Functional analysis of the BRI1 receptor kinase by Thr-for-Ser substitution in a regulatory autophosphorylation site

Authors: OH, MAN-HO - Chungnam National University; BENDER, KYLE - University Of Illinois; Kim, Sang Yeol; WU, XIA - University Of Washington; SUELKI, LEE - Chungnam National University; ZIELINSKI, RAYMOND - University Of Illinois; CLOUSE, STEVEN - North Carolina State University; Huber, Steven

Submitted to: Frontiers in Plant Physiology
Publication Type: Peer Reviewed Journal
Publication Acceptance Date: 2/9/2015
Publication Date: 7/10/2015
Citation: Oh, M., Bender, K.W., Kim, S., Wu, X., Suelki, L., Zielinski, R.E., Clouse, S.D., Huber, S.C. 2015. Functional analysis of the BRI1 receptor kinase by Thr-for-Ser substitution in a regulatory autophosphorylation site. Frontiers in Plant Physiology. 6:562.

Interpretive Summary: Plants have a large family of receptor kinases that control a number of important processes ranging from growth and development to responses to the environment and pathogens. Hence, understanding the molecular details of how receptor kinases function is not only of fundamental interest but is also expected to have implications for crop improvement. The receptor kinases are proteins that are inserted through the plasma membrane, with the extracellular portion often specialized to bind some type of special molecule, and with an intracellular portion that contains a protein kinase domain. Activated of the receptor kinase occurs in response to the targeted ligand and often involves phosphorylation of numerous serine, threonine and (in some cases) tyrosine residues via a reaction catalyzed by the protein kinase itself referred to as autophosphorylation. The function of specific sites of autophosphorylation is usually studied by directed mutagenesis of the protein to substitute the phosphorylated amino acid with a residue that is similar but cannot be phosphorylated. Alternatively, the residue can be substituted with an acidic amino acid that may mimic the phosphorylated form. While useful these approaches often do not work because of an overriding effect that is not related to phosphorylation at the site. Consequently, in the present study a more subtle modification was tested that involved substituting a threonine residue for a known serine phosphorylation site in the BRI1 receptor kinase that is required for plant growth. Surprisingly, this subtle change, referred to as the S891T directed mutation, had strong functional impacts on BRI1 kinase activity. The results suggest that the S891T directed mutant protein has a slower rate of autophosphorylation but ultimately attains the same maximum activity as the wild type protein in vitro, and perhaps as a result the directed mutant does not function in an equivalent manner to the wild type receptor kinase in transgenic plants. These results suggest that the rate of activation/autophosphorylation may be an important parameter for receptor kinase function in vivo. Furthermore, in broad terms the results establish that serine-threonine substitutions are worth exploring at known phosphosites as the residues may not be functionally equivalent and therefore may provide a new general strategy to engineer receptor kinase function.
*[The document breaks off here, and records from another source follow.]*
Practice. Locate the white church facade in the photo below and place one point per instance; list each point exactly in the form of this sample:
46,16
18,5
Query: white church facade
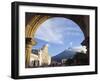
40,57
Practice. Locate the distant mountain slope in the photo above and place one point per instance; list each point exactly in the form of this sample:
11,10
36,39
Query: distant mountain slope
66,54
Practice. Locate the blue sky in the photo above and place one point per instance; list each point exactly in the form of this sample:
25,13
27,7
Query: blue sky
59,33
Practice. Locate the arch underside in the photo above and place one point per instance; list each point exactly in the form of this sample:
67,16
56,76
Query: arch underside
37,20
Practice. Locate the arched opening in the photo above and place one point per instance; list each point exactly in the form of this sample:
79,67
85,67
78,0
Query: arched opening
33,26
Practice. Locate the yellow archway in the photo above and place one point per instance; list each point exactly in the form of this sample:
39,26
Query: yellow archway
31,28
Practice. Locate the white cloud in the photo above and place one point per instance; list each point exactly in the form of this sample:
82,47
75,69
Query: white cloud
49,34
80,49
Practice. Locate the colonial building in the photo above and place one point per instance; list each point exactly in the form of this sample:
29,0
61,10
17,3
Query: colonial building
40,57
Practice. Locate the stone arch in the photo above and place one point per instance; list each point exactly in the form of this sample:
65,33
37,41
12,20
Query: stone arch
37,20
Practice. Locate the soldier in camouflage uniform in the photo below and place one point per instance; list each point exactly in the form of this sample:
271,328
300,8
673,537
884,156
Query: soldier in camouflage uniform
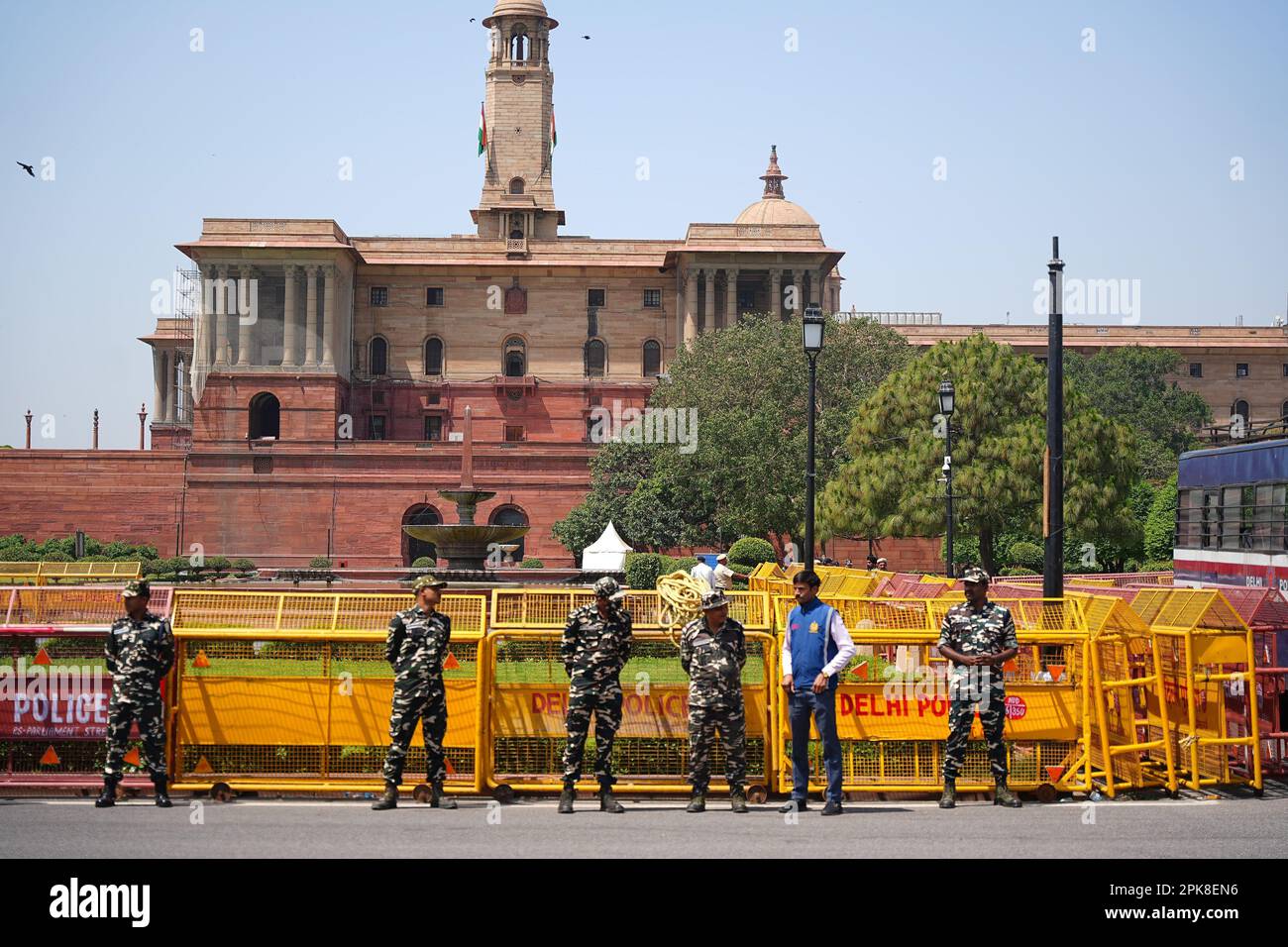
978,637
140,654
596,643
416,647
712,652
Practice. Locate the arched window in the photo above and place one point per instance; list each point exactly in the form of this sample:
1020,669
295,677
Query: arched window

Technical Abstract: BRI1 becomes highly phosphorylated in vivo upon perception of the ligand, brassinolide, as a result of autophosphorylation and transphosphorylation by its co-receptor kinase, BAK1. Important autophosphorylation sites include those involved in activation of kinase activity and those that are inhibitory, such as Ser-891. The inhibitory sites are autophosphorylated after kinase activation has been achieved and are postulated to contribute to deactivation of the kinase. The function of phosphosites is usually tested by substituting a non-phosphorylatable residue or an acidic residue that can act as a phosphomimetic. What has typically not been examined is substitution of a Thr for a Ser phosphosite (or vice versa). In the present study with BRI1, we substituted Thr at the Ser-891 phosphosite to generate the S891T directed mutant. The recombinant Flag-BRI1 (S891T) cytoplasmic domain protein (the S891T protein) was catalytically active and phosphorylation occurred at the engineered Thr-891 site. However, the S891T recombinant protein autophosphorylated more slowly than the wild type protein during expression in E. coli. As a result, activation of peptide kinase activity (measured in vitro) was delayed as was transphosphorylation of bacterial proteins in situ. Stable transgenic expression of BRI1 (S891T)-Flag in Arabidopsis bri1-5 plants did not fully rescue the brassinosteroid (BR) phenotype indicating that BR signaling was constrained. Our working model is that restricted signaling in the S891T plants occurs as a result of the reduced rate of activation of the mutant BRI1 kinase by autophosphorylation. These results provide the platform for future studies to critically test this new model in vivo and establish Ser-Thr substitutions at phosphosites as an interesting approach to consider with other protein kinases.